On October 3rd, 1863, during the middle of one of the bloodiest civil wars in world history, President Abraham Lincoln issued a proclamation declaring that the third Thursday in November be “a day of Thanksgiving and Praise to our beneficent Father who dwelleth in the Heavens. And I recommend to them that while offering up the ascriptions justly due to Him for such singular deliverances and blessings, they do also, with humble penitence for our national perverseness and disobedience, commend to His tender care all those who have become widows, orphans, mourners or sufferers in the lamentable civil strife in which we are unavoidably engaged, and fervently implore the interposition of the Almighty Hand to heal the wounds of the nation and to restore it as soon as may be consistent with the Divine purposes to the full enjoyment of peace, harmony, tranquillity and Union.”

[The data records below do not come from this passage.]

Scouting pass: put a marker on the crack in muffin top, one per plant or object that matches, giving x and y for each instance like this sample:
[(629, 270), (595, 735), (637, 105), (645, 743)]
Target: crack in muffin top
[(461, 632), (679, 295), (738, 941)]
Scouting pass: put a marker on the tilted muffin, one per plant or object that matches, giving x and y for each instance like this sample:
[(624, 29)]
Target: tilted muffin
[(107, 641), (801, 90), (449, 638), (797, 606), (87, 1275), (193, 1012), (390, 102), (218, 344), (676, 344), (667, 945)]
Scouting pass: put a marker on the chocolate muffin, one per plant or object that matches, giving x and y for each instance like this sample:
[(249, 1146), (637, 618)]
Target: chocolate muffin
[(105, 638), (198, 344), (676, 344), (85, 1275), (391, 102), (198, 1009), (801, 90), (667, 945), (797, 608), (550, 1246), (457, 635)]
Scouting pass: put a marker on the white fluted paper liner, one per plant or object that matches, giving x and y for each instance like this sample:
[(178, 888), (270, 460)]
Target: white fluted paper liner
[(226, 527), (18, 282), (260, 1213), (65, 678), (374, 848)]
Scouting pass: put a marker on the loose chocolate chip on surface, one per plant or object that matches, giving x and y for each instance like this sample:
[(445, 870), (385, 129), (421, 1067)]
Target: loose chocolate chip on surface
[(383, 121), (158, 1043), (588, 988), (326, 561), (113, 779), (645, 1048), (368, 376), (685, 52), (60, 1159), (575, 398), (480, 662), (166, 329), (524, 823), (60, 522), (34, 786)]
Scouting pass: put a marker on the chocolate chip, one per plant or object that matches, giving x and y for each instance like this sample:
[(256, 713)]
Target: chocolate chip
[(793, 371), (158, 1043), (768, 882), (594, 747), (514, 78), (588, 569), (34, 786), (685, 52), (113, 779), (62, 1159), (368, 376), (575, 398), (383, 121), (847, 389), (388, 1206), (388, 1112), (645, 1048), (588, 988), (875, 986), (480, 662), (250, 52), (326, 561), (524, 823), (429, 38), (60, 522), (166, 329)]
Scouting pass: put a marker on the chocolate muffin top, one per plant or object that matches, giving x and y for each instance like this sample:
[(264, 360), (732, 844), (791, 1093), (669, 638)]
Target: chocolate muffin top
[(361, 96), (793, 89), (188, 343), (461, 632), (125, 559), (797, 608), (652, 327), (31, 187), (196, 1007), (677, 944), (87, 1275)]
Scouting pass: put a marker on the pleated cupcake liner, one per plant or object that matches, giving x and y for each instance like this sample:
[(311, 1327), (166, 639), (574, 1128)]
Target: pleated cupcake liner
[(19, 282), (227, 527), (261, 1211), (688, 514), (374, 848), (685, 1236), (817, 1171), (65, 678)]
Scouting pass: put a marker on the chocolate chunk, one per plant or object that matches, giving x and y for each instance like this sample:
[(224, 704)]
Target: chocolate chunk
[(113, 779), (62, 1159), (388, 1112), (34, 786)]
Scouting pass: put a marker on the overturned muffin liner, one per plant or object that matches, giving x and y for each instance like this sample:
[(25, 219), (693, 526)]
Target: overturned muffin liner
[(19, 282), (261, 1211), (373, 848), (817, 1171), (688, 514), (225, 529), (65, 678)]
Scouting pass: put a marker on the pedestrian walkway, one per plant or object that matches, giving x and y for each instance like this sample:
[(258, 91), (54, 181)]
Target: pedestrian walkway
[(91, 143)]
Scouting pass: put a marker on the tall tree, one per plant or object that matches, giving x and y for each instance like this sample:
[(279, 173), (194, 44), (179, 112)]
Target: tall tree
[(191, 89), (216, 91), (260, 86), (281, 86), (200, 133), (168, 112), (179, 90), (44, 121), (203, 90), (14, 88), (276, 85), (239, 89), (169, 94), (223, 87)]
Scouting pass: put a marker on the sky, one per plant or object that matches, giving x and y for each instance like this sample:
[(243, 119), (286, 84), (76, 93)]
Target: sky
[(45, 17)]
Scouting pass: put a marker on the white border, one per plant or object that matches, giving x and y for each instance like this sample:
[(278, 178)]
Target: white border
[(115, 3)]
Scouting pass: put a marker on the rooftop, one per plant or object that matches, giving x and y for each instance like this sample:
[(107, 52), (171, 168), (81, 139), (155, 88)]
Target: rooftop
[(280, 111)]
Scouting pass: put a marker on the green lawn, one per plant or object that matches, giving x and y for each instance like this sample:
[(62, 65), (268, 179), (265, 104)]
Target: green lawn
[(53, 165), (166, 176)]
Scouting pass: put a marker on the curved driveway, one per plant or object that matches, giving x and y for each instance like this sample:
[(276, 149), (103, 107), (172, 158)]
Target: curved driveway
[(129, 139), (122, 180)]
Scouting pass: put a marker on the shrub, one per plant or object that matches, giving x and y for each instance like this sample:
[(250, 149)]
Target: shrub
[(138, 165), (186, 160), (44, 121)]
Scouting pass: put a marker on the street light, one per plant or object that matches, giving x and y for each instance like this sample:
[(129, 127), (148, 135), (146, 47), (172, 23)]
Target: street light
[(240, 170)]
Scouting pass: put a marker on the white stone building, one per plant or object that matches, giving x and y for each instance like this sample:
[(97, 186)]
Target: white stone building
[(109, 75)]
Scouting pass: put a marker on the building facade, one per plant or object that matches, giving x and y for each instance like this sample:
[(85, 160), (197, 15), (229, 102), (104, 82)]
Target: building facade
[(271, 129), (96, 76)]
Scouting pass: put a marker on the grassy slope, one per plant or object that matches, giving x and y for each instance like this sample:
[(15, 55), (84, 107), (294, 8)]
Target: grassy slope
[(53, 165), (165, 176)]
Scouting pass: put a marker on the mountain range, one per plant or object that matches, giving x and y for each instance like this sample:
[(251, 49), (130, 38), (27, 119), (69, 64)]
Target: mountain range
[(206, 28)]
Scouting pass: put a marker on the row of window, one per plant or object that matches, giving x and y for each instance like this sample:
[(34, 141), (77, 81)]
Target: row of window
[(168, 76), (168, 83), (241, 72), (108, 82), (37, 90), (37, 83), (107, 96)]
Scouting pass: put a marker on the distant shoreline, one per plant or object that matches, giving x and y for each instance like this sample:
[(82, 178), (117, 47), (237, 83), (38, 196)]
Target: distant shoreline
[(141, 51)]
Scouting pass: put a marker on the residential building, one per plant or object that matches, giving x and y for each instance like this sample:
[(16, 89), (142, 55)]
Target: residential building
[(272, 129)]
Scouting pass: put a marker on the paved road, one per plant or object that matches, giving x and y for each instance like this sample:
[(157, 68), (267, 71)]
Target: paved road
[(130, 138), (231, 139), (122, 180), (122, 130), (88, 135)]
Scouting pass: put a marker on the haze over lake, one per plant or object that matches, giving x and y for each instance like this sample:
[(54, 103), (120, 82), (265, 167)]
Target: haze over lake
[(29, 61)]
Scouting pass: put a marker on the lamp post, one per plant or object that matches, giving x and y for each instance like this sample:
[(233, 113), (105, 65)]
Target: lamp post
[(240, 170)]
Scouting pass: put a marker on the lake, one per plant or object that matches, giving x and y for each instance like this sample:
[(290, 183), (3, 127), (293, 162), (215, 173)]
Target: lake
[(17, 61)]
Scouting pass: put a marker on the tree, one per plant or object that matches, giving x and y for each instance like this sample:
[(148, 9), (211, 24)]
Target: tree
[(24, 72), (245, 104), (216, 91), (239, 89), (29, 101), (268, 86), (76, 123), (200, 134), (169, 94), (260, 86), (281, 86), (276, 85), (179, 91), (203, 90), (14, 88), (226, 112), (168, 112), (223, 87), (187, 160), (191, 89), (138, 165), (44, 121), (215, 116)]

Here was a nation being torn a part by war but yet determined to give thanks for all of the blessings that God had bestowed. Truly remarkable when you think about it.
Thanksgiving has come to mean many things to many people. For some, it’s a time to go off our diets and enjoy the wonderful food associated with the season. For others, it’s a time to watch a great game or do some holiday shopping. And for many, it’s a time to reconnect with family and friends that we don’t get to see on a regular basis.
For me, it’s all those things but above all, it is, as Lincoln said, a time to be thankful for all the blessings that have been bestowed to us. Even if you don’t believe in God or subscribe to any organized faith, we can all certainly appreciate all that we have in life. And in doing so, it’s almost impossible not to think about those who are perhaps less fortunate than we.
I think about our seniors in our Albany County Nursing home, some of whom have no family or friends to be by their side. I think of our men and women in the armed forces who will be spending yet another holiday away from their families. I think of the addicted, the afflicted and the homeless. I think about children that go to bed hungry every night and their parents who struggle to provide the basics of life.
I think about those who are going through difficult times in general, perhaps someone who has lost a loved one or perhaps lost a job. I pray that they have the ability to see beyond the darkness and to focus in on all that is good in their lives.
And I think about all those who will be working on Thanksgiving so that the rest of us can enjoy a wonderful holiday, especially our police officers, firefighters and ems workers.
So as we come to the beginning of another holiday season and as we gather with friends and family, let’s ask ourselves what it is we have to give thanks for. For me, I am thankful for my wife, children, family and friends. I am thankful that we are all healthy and have a beautiful home to enjoy. Because at the end of the day, isn’t that what’s truly important?
I wish all of you a most happy and healthy Thanksgiving.